I am not one for lateness; in fact I have an in-built program which won’t allow it. I can count on one hand the times I have been late for work – those times were completely unavoidable. But being late isn’t the only bug bearer in a successful team – there are those who consistently turn up “just in time” who are also noticed in a professional environment. I have always liked to get into the office a little early as it gives me time for reflection and also the opportunity to pick up any problems which may have manifested overnight. In turn it allows me the opportunity to get ahead with my workload allocating time for any further issues which may arise without having a huge impact on my daily schedule.
I am not an advocate for those who turn up to the office at 7am and leave at 7pm either – this if anything worries me that the individual cannot fit their work load into core office hours which means they have either got too much on their plate or they are bad time managers. Getting the balance right is key, we’ve all had to start really early or finish late on occasions and that is the nature of working in a project environment. Arriving half an hour before the office opens is good practice and allows a little quiet time before the phones start ringing off the hook.
Going the extra mile is also a good way to get noticed; this does not mean volunteering for everything available and will result in the 7-7 shift; but taking on additional pieces of work will not only highlight you as a team player – it will assist you in building up your skill-set. I have often advised those both working in a project environment and those looking to get into the PM field to take this approach as it is a fantastic was to really get involved in core areas which are of interest to you and prove your ability to pick up areas of work new to you. For those who are not currently in the PM world and want to join it, it is imperative that you gain valuable experience working on projects. You can add the detail to your CV and really demonstrate your commitment to potential employers about taking a dedicated project position moving forward. For those who are seasoned in the PM field it is a prime opportunity to work on projects which you haven’t had exposure to before which will widen your knowledge field and potential for getting into differing projects later down the line.
There are others ways to increase your skill-set and get noticed for the right reasons at work – such as volunteering yourself up to head up presentations, some may be based on something new you have learnt or to generate a discussion about ideas you may have for the business.
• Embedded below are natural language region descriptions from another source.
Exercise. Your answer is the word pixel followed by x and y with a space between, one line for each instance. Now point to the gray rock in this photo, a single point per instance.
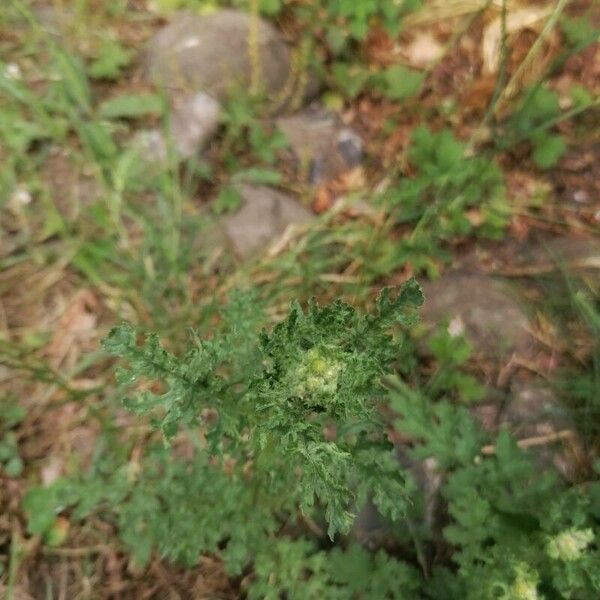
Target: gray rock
pixel 210 53
pixel 264 215
pixel 194 120
pixel 480 308
pixel 322 146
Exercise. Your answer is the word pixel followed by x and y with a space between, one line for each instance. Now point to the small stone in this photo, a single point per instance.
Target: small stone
pixel 212 53
pixel 322 146
pixel 264 215
pixel 488 314
pixel 194 121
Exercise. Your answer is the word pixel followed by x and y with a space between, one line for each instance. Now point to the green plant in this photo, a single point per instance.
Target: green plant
pixel 452 196
pixel 10 416
pixel 264 404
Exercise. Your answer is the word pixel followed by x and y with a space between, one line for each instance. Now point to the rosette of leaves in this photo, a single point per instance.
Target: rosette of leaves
pixel 294 418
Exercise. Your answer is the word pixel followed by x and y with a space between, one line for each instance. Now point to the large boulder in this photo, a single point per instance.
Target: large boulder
pixel 193 122
pixel 322 146
pixel 214 53
pixel 482 309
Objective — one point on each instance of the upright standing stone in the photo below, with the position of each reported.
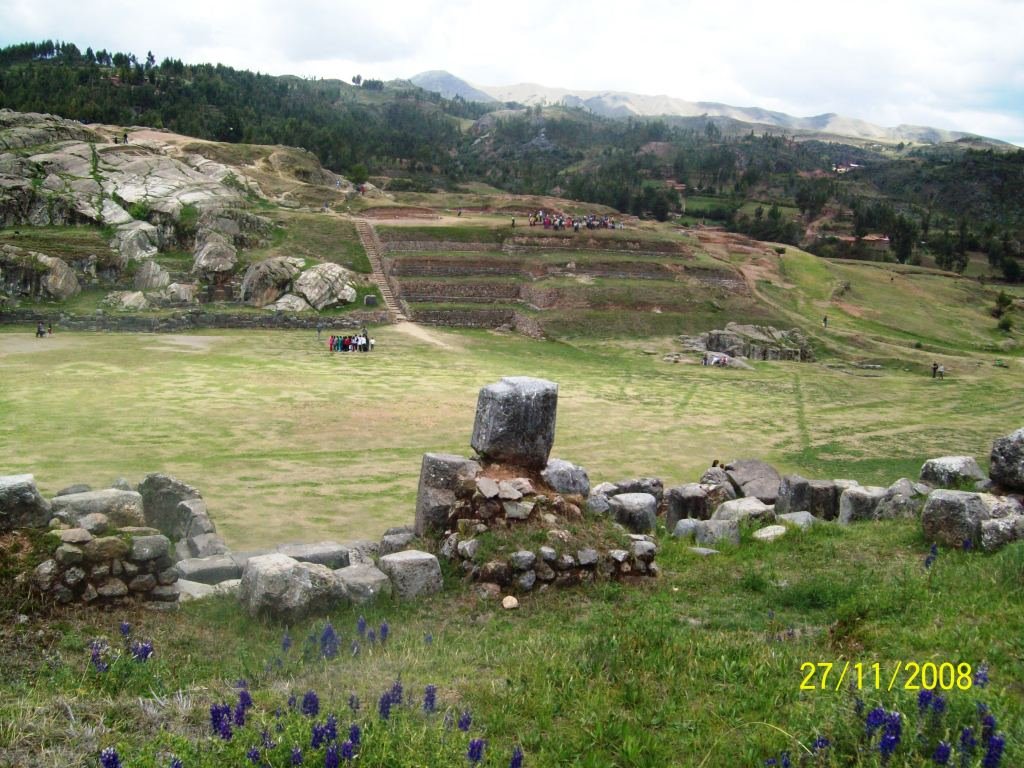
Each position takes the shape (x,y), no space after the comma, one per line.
(440,476)
(515,421)
(22,506)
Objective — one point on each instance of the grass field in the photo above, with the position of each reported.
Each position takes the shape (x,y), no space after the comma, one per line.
(701,667)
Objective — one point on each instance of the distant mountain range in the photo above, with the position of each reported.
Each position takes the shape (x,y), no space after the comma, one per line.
(624,104)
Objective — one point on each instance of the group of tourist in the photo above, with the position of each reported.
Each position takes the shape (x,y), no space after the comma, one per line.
(558,221)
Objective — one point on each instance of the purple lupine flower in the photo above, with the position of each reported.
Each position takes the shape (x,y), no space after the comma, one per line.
(876,719)
(384,708)
(981,676)
(475,752)
(329,642)
(942,753)
(141,651)
(925,700)
(430,698)
(310,705)
(993,755)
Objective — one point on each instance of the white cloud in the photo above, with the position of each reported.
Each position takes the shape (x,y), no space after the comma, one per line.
(953,65)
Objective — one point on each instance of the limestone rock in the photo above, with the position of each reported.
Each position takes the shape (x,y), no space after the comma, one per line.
(284,589)
(565,477)
(515,421)
(120,507)
(22,506)
(440,475)
(267,281)
(951,471)
(752,477)
(636,511)
(325,286)
(413,573)
(1007,461)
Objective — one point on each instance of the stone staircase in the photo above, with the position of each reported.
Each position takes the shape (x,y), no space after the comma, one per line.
(373,248)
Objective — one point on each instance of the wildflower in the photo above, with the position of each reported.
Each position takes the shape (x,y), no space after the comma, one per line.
(993,755)
(310,705)
(384,708)
(475,752)
(430,698)
(141,651)
(942,753)
(329,642)
(981,676)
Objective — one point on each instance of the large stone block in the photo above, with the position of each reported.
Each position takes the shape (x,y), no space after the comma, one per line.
(638,512)
(515,421)
(1007,461)
(22,506)
(566,477)
(280,587)
(951,472)
(162,496)
(689,501)
(440,476)
(121,507)
(753,477)
(413,573)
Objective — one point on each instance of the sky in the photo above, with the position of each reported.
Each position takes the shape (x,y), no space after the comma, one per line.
(947,65)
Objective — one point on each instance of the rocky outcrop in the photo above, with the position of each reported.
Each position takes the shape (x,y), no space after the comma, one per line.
(326,286)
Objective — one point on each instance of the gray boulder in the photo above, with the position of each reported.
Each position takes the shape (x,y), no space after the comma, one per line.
(1007,461)
(859,503)
(565,477)
(121,507)
(748,508)
(22,506)
(752,477)
(413,573)
(794,495)
(162,497)
(280,587)
(951,472)
(365,584)
(689,501)
(325,286)
(638,512)
(440,477)
(952,517)
(515,421)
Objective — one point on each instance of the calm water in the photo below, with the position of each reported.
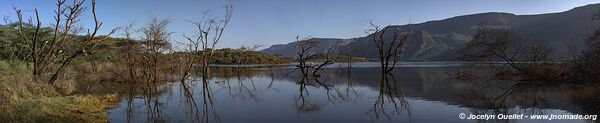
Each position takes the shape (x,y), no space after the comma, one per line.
(420,92)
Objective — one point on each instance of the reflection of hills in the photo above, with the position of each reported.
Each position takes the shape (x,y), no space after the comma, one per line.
(434,84)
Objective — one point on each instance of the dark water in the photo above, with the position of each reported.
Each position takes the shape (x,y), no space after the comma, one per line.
(422,93)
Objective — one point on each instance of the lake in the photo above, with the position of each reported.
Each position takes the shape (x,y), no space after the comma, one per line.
(413,92)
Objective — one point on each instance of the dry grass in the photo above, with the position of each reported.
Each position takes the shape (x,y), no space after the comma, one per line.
(22,100)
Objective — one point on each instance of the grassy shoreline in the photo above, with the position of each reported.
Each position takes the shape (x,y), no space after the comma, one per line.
(22,100)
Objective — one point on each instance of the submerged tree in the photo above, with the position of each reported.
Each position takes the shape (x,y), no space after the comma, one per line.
(206,39)
(303,50)
(389,49)
(531,60)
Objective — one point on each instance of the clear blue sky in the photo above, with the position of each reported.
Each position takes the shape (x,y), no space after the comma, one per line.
(270,22)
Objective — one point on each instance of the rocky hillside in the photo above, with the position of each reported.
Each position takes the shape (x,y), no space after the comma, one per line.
(441,40)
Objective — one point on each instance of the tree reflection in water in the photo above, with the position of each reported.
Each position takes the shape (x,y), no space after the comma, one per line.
(389,93)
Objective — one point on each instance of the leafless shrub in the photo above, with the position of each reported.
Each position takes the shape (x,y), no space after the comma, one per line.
(50,57)
(390,50)
(528,60)
(303,50)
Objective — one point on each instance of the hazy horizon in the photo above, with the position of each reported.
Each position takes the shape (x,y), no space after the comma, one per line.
(276,22)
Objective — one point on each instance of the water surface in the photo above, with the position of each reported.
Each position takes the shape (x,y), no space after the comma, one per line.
(412,93)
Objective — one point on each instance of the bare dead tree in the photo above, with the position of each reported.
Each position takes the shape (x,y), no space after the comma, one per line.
(156,41)
(52,56)
(488,44)
(210,30)
(346,53)
(328,60)
(527,59)
(303,50)
(389,49)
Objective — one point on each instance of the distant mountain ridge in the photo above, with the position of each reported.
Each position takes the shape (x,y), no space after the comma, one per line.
(441,40)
Not all management teams are open to new ideas – which is a shame and can be catastrophic for the business but you should persevere all the same. Your ideas may be shelved at the time but brought out when needs arise in the future. However most good managers will take your ideas on board and look at how they can be utilised with the core business goals. You could be the instigator for some fantastic strategies in the business – nice to add to your CV huh!
The best way to really impress your management team and the business is to think out of the box and don’t be afraid to challenge – the best businesses actively welcome being challenged and it proves a great way to really build strong strategies and initiatives that work for the business and for your career.